You’ll also need a well written plan that addresses:

  • Eligibility
  • Reasonable Reimbursements
    How it’s submitted
  • How it’s paid
  • How the employees request reimbursement
  • Payments not included on a W-2 or 1099

Of course, The expense has to be reasonable and necessary, It cannot REPLACE compensation, Payments cannot be treated as an expense if replaced by insurance and employee payment cannot be claimed as a deduction for covered expenses.

There is no dollar limit to these payments. As a result, this opens the door for, among other things, employer assistance to distressed employees on a tax-favored basis. And you’ll definitely need to speak with a tax expert who truly understands this rule and your situation to get this one right.

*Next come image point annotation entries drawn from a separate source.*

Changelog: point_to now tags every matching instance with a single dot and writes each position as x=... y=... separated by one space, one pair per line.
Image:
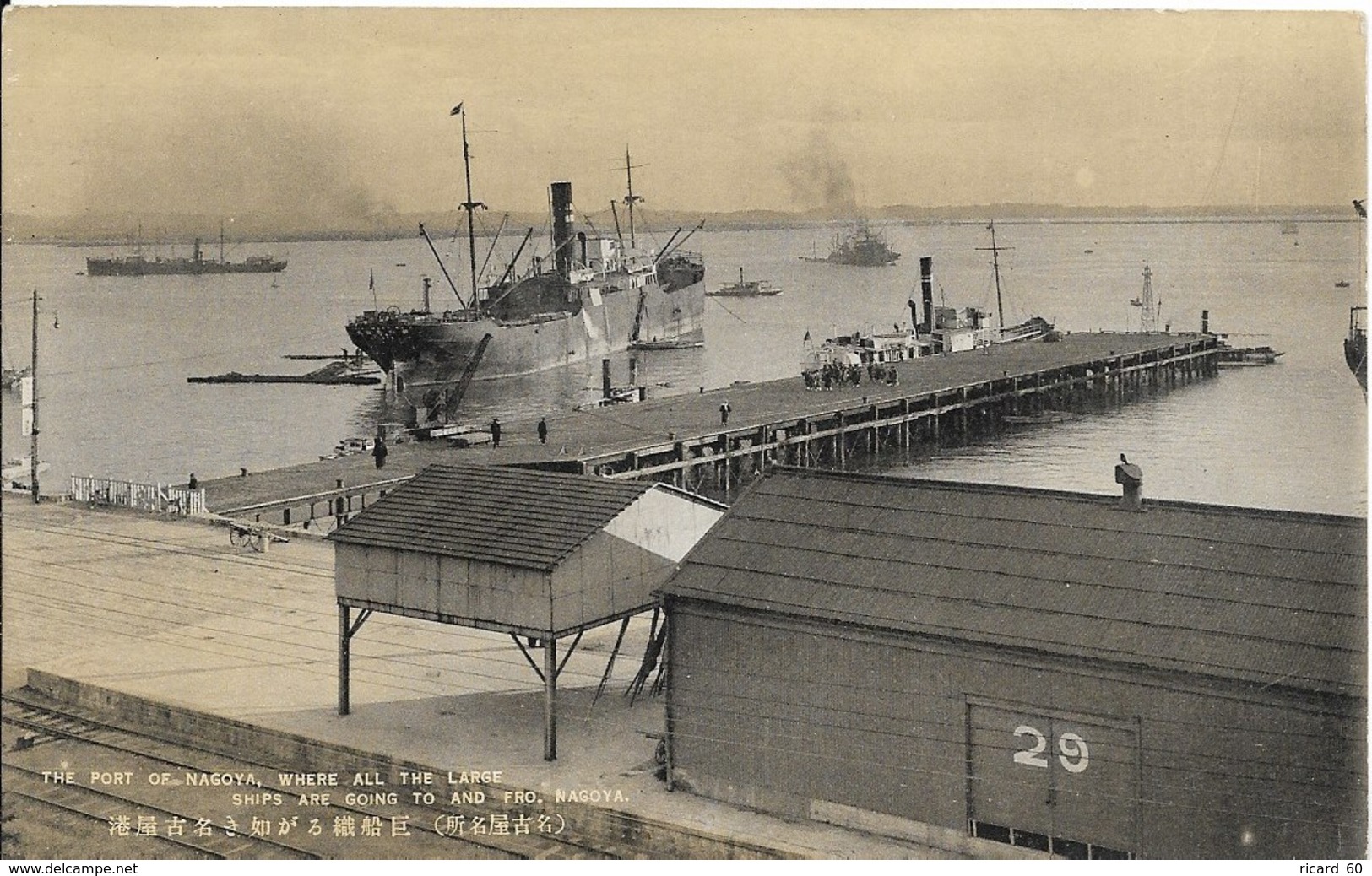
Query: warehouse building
x=1006 y=671
x=538 y=555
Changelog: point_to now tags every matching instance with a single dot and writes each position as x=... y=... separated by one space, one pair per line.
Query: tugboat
x=863 y=247
x=1356 y=344
x=599 y=296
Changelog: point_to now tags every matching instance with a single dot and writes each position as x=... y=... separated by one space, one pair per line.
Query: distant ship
x=863 y=247
x=599 y=296
x=138 y=265
x=750 y=288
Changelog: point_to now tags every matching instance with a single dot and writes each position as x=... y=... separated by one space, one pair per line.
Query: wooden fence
x=158 y=498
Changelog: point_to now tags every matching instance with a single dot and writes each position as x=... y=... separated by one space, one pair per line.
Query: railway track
x=91 y=740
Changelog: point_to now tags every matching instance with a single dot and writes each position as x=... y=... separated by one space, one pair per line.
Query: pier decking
x=681 y=439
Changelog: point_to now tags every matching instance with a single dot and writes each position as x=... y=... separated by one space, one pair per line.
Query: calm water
x=114 y=397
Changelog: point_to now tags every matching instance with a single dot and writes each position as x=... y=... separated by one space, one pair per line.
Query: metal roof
x=513 y=517
x=1269 y=597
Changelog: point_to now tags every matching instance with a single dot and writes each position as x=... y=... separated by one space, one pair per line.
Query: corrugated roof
x=496 y=514
x=1269 y=597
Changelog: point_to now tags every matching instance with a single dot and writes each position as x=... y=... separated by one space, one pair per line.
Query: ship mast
x=995 y=268
x=469 y=206
x=630 y=199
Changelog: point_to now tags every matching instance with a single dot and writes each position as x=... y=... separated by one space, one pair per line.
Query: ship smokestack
x=1131 y=479
x=564 y=228
x=926 y=288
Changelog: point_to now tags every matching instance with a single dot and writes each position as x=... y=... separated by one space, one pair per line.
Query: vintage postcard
x=702 y=434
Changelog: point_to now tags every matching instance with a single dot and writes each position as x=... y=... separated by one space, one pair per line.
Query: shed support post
x=344 y=658
x=550 y=698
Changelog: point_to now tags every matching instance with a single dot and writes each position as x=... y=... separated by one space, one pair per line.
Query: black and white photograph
x=487 y=434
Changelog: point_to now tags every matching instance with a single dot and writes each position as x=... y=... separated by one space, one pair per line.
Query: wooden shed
x=1054 y=672
x=535 y=554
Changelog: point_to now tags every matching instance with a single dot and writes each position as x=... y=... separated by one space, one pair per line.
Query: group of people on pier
x=833 y=375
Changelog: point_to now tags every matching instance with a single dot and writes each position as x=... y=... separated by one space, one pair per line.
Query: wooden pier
x=681 y=439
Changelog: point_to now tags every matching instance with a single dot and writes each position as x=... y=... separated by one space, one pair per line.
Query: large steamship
x=599 y=296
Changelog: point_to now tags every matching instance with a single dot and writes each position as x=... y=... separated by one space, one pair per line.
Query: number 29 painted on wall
x=1073 y=753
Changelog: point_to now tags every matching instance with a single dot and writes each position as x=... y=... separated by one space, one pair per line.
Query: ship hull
x=144 y=268
x=435 y=347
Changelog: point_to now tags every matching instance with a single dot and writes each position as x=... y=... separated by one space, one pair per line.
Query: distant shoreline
x=68 y=232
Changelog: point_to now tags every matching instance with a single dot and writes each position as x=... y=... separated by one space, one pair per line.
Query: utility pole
x=33 y=419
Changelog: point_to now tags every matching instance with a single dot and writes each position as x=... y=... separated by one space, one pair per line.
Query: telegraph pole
x=33 y=419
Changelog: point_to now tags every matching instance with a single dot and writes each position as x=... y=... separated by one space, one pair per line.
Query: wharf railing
x=317 y=511
x=155 y=498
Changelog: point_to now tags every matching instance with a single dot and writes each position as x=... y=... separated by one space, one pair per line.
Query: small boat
x=750 y=288
x=665 y=344
x=1356 y=344
x=1244 y=357
x=355 y=446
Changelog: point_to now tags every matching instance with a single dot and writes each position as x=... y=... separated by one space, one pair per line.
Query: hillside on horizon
x=133 y=230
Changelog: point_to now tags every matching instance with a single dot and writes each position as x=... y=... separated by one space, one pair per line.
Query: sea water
x=114 y=351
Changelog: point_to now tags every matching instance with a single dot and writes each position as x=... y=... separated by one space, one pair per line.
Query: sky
x=309 y=113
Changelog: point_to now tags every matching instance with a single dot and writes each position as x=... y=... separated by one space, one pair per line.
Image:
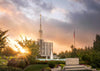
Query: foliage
x=3 y=41
x=88 y=56
x=36 y=67
x=51 y=64
x=62 y=65
x=21 y=63
x=8 y=68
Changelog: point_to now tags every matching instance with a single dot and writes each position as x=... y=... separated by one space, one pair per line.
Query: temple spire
x=40 y=31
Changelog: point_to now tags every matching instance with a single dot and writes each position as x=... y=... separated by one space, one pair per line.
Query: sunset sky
x=59 y=19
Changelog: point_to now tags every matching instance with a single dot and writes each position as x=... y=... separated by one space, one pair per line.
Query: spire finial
x=40 y=31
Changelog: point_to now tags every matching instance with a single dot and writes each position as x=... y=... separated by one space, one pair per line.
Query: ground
x=35 y=67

As always, I hope you’ll begin to realize the value of Tax Planning.

A key component of creating lifelong business success depends on your willingness to plan out your success. That means putting Tax Planning at the forefront. Because when taxes go unchecked they eat up the most revenue and create the greatest havoc.

In fact, if more Real Estate Professionals took their tax plans more serious then the volume of Real Estate Success Stories might not just belong to the top 1%.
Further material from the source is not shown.